According to British historian Lawrence Stone, prosopography had become a two-fold tool for historical research: 1) it helps to unveil interests and connections hidden or unclear in the narrative (i.e. rhetoric, historiography, etc.), and 2) it allows analysing the shifting roles in a community and the changing composition of society though genealogy, legal-institutional position, and inter-personal relations. For both uses, understanding connections and studying the evolution of a group, network analysis presents a helpful and feasible methodological framework for measuring quantities and interpreting data. By applying the methods of social network analysis, the approaches of prosopography can be quantified, graphed, and assessed. Together with other complex systems studies, prosopographical networks form part of the field of network science.

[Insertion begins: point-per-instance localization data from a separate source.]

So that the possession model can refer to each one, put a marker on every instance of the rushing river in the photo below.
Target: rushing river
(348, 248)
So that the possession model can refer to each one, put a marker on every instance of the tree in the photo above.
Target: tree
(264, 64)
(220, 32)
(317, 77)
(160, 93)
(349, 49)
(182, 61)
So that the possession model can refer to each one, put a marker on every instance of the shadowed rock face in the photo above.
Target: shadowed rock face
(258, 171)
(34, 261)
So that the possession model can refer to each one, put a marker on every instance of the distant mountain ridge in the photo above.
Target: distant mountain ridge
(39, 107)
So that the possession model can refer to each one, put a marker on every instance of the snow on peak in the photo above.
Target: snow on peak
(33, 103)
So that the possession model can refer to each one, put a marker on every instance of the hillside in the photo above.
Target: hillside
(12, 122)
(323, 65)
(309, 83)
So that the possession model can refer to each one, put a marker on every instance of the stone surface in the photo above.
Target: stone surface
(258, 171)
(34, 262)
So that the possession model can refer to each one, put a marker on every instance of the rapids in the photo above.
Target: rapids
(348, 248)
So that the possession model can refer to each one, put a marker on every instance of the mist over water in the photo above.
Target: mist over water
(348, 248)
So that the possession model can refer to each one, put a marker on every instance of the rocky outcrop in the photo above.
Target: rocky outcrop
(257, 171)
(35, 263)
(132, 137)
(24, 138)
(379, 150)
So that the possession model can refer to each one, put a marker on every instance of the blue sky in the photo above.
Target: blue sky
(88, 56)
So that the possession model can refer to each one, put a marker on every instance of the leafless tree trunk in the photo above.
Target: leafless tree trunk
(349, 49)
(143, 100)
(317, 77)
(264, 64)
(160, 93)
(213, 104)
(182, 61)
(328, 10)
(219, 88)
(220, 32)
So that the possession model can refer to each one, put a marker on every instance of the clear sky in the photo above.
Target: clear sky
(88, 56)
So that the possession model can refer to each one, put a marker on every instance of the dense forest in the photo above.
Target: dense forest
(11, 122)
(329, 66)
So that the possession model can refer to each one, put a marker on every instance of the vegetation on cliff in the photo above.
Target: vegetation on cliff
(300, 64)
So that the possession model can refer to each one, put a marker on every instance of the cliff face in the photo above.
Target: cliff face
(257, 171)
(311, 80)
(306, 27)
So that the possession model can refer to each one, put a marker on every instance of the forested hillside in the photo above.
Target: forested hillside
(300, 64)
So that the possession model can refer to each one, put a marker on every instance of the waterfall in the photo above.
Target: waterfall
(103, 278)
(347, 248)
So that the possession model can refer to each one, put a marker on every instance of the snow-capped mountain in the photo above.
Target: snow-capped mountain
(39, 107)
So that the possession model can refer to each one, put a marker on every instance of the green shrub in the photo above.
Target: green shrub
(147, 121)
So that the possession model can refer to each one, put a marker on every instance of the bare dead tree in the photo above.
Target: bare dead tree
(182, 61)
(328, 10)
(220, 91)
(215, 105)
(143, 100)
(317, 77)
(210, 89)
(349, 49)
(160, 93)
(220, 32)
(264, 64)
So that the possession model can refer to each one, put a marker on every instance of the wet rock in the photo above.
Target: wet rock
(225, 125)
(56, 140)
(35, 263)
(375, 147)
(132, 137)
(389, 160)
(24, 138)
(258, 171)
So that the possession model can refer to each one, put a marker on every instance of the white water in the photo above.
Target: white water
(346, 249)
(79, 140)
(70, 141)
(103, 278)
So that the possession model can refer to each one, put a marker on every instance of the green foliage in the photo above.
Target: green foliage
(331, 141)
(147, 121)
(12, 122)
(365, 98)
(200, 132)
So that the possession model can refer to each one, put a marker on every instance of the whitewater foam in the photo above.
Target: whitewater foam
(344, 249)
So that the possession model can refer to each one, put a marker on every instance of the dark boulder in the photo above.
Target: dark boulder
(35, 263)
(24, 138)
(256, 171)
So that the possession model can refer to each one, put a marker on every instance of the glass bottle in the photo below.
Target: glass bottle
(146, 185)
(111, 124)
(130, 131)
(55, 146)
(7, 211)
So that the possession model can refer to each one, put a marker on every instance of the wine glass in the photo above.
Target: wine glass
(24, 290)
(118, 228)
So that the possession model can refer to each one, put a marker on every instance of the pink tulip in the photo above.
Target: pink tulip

In the field of historical studies, the term network has been used in a metaphorical sense alone for a long time. The sociological focus, despite the vast spectrum of tools and methods at its disposal, does not deal with limited extraction of relational data from fragmentary and even contradictory sources. Along with the paucity of sources, this hampers the comprehensive, valid and meaningful application of methods drawn from social network analysis. Despite these obstacles, the relational perspective of network analysis has helped historical research and prosopography to gain an entirely new methodological vantage point. Social network theory may be able to overcome conceptual and epistemological difficulties presented by historical objects of study and historical sources. Constructing a prosopographical network can offer an alternative, more fluid interpretation of communities in the past, which allows us to take account of coexisting, sometimes overlapping, networks of different sources and geographical delimitations.

== Pioneer works ==
- Ruffini, Giovanni, and Shawn Graham. “Network Analysis and Greco-Roman Prosopography.” In Prosopography approaches and applications: A handbook. Edited by K. S. B. Keats-Rohan, 325–36. Oxford: Unit for Prosopographical Research, Linacre College, University of Oxford, 2007.
- Josie M. Abbott used prosopography to construct a group biography of women secretarial workers in the late 19th and early 20th centuries in The Angel in the Office (2009).
- Sociologist Michael Erben explored the use of prosopography to investigate what might be called a street biography in "A Preliminary Prosopography of the Victorian Street", (1996). Sourced mainly from census records, the data used included not only the demography but also the spatial classifications, occupations, and domestic arrangements of a street in Victorian Oxford. This material forms what Erben describes as an Unaffiliated or Disinterested Group, i.e. spatial locale may be all inhabitants had in common, unlike Intentional Groups, with explicit shared interests, found in more traditional prosopography. The work shows that such Unaffiliated Groups can yield much information on subjects such as social mobility in a given place and time.
- Debra Nails compiled a prosopography of Plato and other Socratics by exploring the biographies of each person mentioned in the Socratic literature in an attempt to explore how Socrates interacted with others. Plato mentions many contemporaries of Socrates, from political figures to sophists, often using them as characters in the dialogs and foils for his criticism.
- Building on Robert M. Hartwell's initial work, Peter Bol (Harvard), Michael Fuller (UC Irvine), Deng Xiaonan (Peking University), and Lau Nap-yin (academia Sinica) launched the China Biographical Database project in 2005 as an online and stand-alone relational database of the careers, kinship, associations, writings, and other data of Chinese men and women, mainly from the 7th century into the early 20th. CBDB exports query results in formats for statistical, network analysis and GIS.